Anyway, back to the task at hand.

The URL downloads which apparently cannot open as an archive. Weird.


To get more information, I opened with ZIP in Detect It Easy and had my answer. The sample is packed with UPX.


In a perfect world, you could just unpack a UPX packed binary by running upx -d <file> -o <fileUnpack>. But this isn’t a perfect world and Mozi isn’t simple. However, it is widely known and luckily a tool exists to specifically unpack and decode Mozi samples.


When I tried to unpack the sample using the command mentioned above, I got an error about the p_info structure.


So what does p_info have to do with this? Well UPX adds two headers when packing; l_info and p_info. Within p_info are three variables; p_progid, p_filesize, and p_blocksize. Mozi developers overwrote the latter two variables with null bytes to avoid simply unpacking with UPX.

Mozitools can fix this by repairing the p_info structure which then allows unpacking.


However, we aren’t done here.
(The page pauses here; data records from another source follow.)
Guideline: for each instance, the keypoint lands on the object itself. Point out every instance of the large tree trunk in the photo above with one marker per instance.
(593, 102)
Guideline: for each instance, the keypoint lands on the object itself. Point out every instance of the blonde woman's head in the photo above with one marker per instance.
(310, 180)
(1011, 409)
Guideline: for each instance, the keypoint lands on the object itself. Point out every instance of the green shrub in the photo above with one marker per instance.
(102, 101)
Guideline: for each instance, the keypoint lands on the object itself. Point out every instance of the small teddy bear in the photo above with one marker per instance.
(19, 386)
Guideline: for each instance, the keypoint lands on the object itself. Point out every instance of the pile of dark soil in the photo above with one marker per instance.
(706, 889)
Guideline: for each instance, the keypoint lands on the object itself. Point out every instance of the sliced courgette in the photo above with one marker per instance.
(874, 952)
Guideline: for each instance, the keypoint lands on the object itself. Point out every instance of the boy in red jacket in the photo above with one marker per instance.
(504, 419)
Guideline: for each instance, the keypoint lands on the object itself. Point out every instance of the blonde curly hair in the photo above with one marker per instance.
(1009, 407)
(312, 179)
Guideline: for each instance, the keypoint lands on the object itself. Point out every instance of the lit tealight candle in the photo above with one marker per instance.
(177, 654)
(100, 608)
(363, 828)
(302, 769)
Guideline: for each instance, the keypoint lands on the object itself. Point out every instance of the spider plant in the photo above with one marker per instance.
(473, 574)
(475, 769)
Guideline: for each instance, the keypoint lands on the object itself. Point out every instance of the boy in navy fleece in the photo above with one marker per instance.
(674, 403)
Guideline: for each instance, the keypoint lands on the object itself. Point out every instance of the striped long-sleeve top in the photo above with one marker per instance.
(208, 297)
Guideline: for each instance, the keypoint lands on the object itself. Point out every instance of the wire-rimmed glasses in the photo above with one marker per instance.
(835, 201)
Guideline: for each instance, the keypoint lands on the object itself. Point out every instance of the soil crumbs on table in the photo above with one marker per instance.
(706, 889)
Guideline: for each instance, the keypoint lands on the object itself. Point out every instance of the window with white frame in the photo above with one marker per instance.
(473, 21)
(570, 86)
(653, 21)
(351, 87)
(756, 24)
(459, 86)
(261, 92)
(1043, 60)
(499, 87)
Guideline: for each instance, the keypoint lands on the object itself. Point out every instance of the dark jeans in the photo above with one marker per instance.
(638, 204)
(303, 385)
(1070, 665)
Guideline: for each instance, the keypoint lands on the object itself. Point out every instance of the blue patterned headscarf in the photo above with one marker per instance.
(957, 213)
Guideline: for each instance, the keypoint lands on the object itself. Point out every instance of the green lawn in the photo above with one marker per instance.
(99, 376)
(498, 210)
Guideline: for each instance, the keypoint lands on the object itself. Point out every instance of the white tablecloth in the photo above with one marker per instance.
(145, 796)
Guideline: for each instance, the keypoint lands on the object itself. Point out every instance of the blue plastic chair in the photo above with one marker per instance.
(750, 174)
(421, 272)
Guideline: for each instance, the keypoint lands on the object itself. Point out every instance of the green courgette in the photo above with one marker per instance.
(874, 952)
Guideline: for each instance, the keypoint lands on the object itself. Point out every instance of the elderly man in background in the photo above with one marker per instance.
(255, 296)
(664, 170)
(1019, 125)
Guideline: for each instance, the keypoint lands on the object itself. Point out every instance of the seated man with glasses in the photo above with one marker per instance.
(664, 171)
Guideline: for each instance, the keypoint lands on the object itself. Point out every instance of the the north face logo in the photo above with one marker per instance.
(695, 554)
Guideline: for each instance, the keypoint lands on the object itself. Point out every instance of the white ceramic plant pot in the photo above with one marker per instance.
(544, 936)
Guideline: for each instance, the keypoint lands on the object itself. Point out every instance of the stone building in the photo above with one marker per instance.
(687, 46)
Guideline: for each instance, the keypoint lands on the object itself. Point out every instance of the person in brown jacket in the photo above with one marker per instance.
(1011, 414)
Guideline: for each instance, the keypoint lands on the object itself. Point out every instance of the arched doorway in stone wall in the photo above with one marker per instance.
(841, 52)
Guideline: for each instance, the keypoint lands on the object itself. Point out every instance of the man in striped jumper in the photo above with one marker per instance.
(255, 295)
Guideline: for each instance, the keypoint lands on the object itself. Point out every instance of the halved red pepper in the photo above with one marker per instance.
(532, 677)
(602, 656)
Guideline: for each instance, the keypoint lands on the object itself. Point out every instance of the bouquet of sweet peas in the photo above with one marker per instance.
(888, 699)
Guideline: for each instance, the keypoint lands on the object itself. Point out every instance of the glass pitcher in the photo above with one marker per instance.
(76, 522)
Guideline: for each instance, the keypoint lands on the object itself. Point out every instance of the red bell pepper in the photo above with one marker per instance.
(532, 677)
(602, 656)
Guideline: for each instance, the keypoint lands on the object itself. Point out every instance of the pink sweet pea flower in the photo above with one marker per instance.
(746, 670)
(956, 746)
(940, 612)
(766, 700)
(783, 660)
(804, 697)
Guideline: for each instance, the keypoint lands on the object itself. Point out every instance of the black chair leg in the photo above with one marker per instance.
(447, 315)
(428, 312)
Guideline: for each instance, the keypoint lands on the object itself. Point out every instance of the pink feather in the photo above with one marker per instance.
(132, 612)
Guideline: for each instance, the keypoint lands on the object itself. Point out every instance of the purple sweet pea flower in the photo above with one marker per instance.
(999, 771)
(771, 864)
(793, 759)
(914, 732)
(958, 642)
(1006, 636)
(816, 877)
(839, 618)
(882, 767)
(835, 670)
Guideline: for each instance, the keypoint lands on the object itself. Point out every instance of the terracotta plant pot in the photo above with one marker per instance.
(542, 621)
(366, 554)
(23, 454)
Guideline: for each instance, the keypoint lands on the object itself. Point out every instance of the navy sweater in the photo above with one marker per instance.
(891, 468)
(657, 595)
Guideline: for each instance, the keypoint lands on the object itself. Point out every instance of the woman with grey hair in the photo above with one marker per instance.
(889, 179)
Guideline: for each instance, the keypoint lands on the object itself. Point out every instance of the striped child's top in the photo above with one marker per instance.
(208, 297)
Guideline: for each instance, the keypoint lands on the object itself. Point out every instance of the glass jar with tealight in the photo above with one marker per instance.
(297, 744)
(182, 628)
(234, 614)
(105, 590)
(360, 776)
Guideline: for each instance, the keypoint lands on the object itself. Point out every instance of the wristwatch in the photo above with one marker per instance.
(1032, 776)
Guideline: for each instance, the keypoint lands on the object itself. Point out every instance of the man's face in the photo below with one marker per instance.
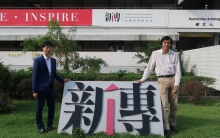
(47, 50)
(166, 44)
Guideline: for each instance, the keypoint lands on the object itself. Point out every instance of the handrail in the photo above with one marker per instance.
(83, 50)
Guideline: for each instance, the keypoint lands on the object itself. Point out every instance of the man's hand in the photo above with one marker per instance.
(175, 88)
(66, 80)
(35, 95)
(139, 81)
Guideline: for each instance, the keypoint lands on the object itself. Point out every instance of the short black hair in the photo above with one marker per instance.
(166, 38)
(47, 43)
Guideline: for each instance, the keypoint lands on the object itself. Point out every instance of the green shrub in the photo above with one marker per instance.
(193, 89)
(5, 103)
(5, 76)
(78, 133)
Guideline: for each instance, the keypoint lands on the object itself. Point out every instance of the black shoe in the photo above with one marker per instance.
(166, 133)
(42, 131)
(173, 128)
(50, 128)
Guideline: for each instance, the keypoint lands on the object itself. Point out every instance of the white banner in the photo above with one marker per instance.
(129, 18)
(111, 106)
(194, 19)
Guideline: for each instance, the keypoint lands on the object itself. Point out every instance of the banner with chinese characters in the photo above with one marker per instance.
(34, 17)
(111, 106)
(194, 19)
(130, 18)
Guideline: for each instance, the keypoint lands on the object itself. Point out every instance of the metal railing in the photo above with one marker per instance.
(83, 50)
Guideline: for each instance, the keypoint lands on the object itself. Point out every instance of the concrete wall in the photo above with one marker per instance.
(116, 60)
(207, 62)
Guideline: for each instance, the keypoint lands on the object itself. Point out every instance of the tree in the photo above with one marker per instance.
(64, 49)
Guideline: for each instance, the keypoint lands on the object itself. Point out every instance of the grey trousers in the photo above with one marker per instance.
(168, 96)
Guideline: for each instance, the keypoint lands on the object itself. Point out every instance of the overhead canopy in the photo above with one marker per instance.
(180, 1)
(86, 34)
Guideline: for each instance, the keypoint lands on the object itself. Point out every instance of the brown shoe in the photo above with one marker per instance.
(166, 133)
(50, 128)
(42, 131)
(173, 128)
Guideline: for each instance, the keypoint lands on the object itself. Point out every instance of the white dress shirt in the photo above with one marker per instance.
(164, 64)
(48, 61)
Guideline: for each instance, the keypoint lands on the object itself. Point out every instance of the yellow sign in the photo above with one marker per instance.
(196, 34)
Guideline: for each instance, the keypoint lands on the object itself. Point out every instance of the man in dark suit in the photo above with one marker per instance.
(44, 73)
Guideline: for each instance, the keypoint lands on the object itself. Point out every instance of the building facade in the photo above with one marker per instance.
(125, 24)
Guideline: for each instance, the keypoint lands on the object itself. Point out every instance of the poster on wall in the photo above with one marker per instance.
(36, 17)
(194, 19)
(130, 18)
(111, 106)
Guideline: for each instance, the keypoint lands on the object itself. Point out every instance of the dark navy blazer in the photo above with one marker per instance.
(41, 80)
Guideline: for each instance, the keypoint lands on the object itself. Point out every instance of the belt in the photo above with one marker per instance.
(166, 76)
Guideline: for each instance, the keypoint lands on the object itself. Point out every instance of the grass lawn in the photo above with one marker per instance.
(194, 121)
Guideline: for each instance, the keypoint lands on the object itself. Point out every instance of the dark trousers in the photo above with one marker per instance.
(49, 96)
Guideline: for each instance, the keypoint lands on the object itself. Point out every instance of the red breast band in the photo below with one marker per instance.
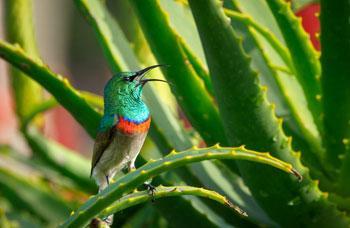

The sample is unpacked, but still encoded. The second feature of Mozitools decodes the configuration by supplying a hardcoded XOR key 4E665A8F80C8AC238DAC4706D54F6F7E found in the unpacked sample. After, Mozi queries other nodes through the DHT protocol to obtain newer configurations if they exist.


The URL within the configuration returns a 200 OK but I didn’t get any data besides that. The reason being is a traffic statistics platform that new Mozi bots (victims) report to which then reports to the bot master.

As a final check, I opened the sample in HxD and saw the .ELF file header which matches with the uploaded VT sample. Now with an unpacked and decoded sample, it can be uploaded to sandboxes to reveal behaviors and more indicators.



I ended up learning a lot more about Mozi than intended. Initially, I was just interested in figuring out what that endpoint was responsible for. After enough pivoting, it was revealed the endpoint is common on various routers and Mozi finds which ones are vulnerable to command injection in order to grow their Botnet infrastructure. With GreyNoise showing over 55k results, 31k being malicious, it’s safe to assume the Botnet continues to grow larger every day with no signs of slowing down.